The Olympic games have been around for a long time.  From the 8th century BC until the 4th century AD, the games were held every four years in Olympia in southern Greece.  By 648 BC, events included foot races, a pentathlon (foot race, long jump, discus and javelin throws and wrestling), boxing and chariot races.

The Romans were in control when Christ came, but the games were still going on.  The apostle Paul often drew analogies between these athletic events and important aspects of living the Christian life.

Self-Discipline.  In 1 Corinthians 9:24-27, Paul pointed out that athletes exercise self-control in all things because they are preparing for a race that will crown only one winner.  The Christian life is a race that is infinitely more consequential.  Our goal is to receive, not a perishable wreath, but an imperishable crown of life.  While it is true that we cannot earn eternal salvation through meritorious works, we can disqualify ourselves by living undisciplined lives (v. 27).

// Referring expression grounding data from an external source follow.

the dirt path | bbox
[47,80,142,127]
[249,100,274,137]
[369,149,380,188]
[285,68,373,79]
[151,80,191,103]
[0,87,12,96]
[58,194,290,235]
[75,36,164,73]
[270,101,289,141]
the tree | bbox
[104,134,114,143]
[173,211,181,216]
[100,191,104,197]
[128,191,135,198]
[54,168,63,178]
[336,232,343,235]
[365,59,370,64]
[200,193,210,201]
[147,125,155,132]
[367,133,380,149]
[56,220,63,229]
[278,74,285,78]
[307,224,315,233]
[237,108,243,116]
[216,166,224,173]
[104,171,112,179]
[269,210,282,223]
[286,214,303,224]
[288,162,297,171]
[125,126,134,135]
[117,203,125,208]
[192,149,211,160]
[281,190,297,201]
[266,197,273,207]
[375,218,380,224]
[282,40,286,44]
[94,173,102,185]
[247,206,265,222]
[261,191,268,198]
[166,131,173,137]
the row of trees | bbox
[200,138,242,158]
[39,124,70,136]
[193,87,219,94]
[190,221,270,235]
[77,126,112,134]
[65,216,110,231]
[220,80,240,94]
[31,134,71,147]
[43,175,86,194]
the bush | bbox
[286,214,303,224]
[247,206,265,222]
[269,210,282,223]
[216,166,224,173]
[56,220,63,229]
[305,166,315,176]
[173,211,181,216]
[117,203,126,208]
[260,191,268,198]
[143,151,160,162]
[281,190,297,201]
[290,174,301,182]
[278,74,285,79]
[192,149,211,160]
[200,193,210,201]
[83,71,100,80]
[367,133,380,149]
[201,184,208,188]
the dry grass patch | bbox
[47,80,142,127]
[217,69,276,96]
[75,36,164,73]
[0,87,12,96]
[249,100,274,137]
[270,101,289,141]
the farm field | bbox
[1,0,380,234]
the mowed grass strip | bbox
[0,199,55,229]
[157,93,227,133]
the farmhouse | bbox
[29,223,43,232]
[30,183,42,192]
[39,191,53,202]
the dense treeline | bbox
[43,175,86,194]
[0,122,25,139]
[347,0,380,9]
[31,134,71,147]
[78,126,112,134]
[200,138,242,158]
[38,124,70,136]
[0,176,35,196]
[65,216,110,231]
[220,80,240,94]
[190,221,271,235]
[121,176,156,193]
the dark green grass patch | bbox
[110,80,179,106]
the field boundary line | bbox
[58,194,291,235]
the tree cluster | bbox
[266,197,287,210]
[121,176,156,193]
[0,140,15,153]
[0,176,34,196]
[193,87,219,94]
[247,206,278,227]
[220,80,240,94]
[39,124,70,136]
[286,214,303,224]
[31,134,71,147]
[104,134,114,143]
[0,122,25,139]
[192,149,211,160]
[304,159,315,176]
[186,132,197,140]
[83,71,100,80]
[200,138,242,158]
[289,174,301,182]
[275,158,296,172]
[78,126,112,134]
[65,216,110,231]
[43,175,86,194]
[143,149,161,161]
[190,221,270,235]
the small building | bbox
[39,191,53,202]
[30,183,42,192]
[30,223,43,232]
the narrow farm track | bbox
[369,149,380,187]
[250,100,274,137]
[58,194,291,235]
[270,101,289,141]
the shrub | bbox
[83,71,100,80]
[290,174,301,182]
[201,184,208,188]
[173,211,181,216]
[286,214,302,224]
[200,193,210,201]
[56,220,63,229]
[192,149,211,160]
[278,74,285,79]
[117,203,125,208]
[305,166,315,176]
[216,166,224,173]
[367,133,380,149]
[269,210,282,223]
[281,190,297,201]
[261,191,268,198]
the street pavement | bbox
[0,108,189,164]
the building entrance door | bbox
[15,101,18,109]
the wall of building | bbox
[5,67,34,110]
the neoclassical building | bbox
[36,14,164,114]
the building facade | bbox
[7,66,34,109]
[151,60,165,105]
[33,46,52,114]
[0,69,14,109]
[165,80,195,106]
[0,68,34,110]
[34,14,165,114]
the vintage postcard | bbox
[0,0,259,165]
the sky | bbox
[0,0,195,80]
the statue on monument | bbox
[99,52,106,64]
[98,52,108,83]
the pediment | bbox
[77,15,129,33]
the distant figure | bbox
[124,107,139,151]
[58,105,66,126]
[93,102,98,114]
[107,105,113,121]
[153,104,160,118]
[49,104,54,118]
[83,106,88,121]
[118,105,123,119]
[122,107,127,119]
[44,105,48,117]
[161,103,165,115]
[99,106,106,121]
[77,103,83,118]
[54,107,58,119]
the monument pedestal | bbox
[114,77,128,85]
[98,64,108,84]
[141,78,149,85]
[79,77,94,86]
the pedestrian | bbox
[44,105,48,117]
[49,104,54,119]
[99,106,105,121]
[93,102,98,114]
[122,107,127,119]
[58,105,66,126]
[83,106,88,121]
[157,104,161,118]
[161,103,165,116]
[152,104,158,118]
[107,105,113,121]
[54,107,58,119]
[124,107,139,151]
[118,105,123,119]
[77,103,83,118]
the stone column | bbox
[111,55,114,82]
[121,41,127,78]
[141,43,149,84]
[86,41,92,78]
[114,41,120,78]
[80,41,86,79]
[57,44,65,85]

Following the Rules.  Paul wrote, “If anyone competes as an athlete, he does not win the prize unless he competes according to the rules” (2 Timothy 2:5).  Jesus put it this way: “Not everyone who says to Me, ‘Lord, Lord’ will enter the kingdom of heaven, but he who does the will of My Father who is in heaven will enter” (Matthew 7:21).  Anyone running the race as a Christian must be diligent to understand what the will of the Lord is (Ephesians 5:17), then live by His authority (Colossians 3:17).

Perseverance.  The writer of the book of Hebrews admonished us to “run with endurance the race that is set before us” (Hebrews 12:1).  The Christian race is not a 100 meter sprint, it is a long-distance race.  The only way we can persevere is, like any good distance runner, to “lay aside every encumbrance and the sin which so easily entangles us” (v. 1).

Keeping Our Eye on the Finish Line.  Verse two of Hebrews 12 emphasizes the importance of maintaining focus to enduring the challenges of the race.  “…fixing our eyes on Jesus, the author and perfecter of faith.”  Paul described this single-minded focus this way: “One thing I do: forgetting what lies behind and reaching forward to what lies ahead, I press on toward the goal for the prize of the upward call of God in Christ Jesus” (Philippians 3:13-14).

As Christians, we can learn a lot from dedicated athletes.  We must know the rules and God’s word is the only place they can be found.  With self-discipline, we must run faithfully for a lifetime by setting aside the sins that have plagued us in the past and stay focused on Jesus, the One who authored our faith and the One who can help us cross the finish line.